En plus de lever les plafonds réglementaires, le CFPB dirigé par Trump a également mis fin à l’application de la loi. Selon le rapport, 22 mesures d’application de la loi qui étaient actives lorsque Biden a quitté ses fonctions en janvier ont été rejetées.

Il s’agissait notamment d’enquêtes sur de grandes institutions financières telles que JP Morgan Chase, Bank of America, Wells Fargo et Capital One.

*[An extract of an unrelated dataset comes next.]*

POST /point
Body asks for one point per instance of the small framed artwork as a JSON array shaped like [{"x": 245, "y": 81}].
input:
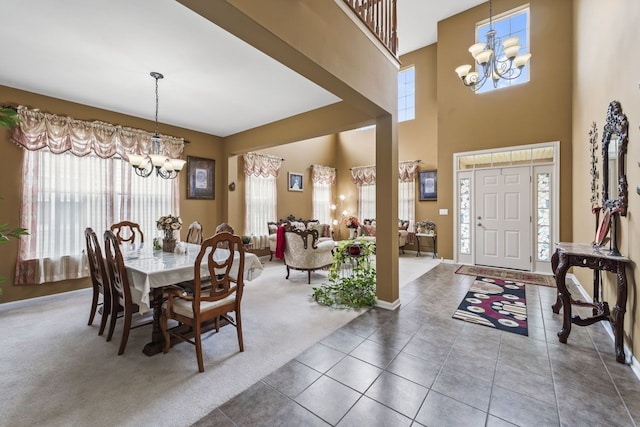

Ensemble, ces affaires ont impliqué plus de 3 milliards de dollars en préjudices présumés pour les consommateurs.

L’administration Trump soutient que le CFPB, sous sa direction précédente, avait outrepassé son autorité légale et poursuivi l’application de la loi pour des raisons politiques.

Règlements inversés

Le démantèlement s’est également étendu aux règlements précédemment convenus.

Les organisations affirment que les dispositions de réparation impliquant Toyota et un processeur de paiement ont été révisées ou abandonnées, ce qui a conduit à une indemnisation d’environ 50 millions de dollars qui ne sera plus versée aux consommateurs.

Ces actions, note le rapport, vont à l’encontre de la mission initiale du bureau de rétablir l’équité et la transparence dans le secteur financier.

Ce changement d’approche en matière d’application de la loi soulève également des questions plus larges sur le rôle futur du CFPB.

Les critiques préviennent que la réduction de la surveillance pourrait encourager les grandes institutions à imposer des frais élevés et à adopter des pratiques préjudiciables aux consommateurs, sans craindre une intervention réglementaire.

L’agence, créée après la crise financière de 2008, a été créée pour prévenir les prêts prédateurs, faire respecter la transparence et protéger les consommateurs contre l’exploitation financière.

Avec une réduction d’environ 90 % des effectifs du bureau, sa capacité de surveillance du secteur financier a été considérablement réduite.

Ce changement structurel survient à un moment où de nombreux Américains sont confrontés à des pressions financières accrues en raison de l’inflation, de la hausse des taux d’intérêt et de l’augmentation de la dette des ménages.

Alors que l’administration prétend qu’elle freine les excès bureaucratiques, les défenseurs des consommateurs soutiennent que ces changements se font au détriment des Américains ordinaires.

Aucune annonce officielle n’a été faite sur les autres mécanismes d’application de la loi, le cas échéant, qui remplaceront les cas retirés et les règlements annulés.

Le manque de clarté sur la façon dont les consommateurs lésés seront indemnisés à l’avenir a ajouté aux préoccupations en matière de responsabilité publique.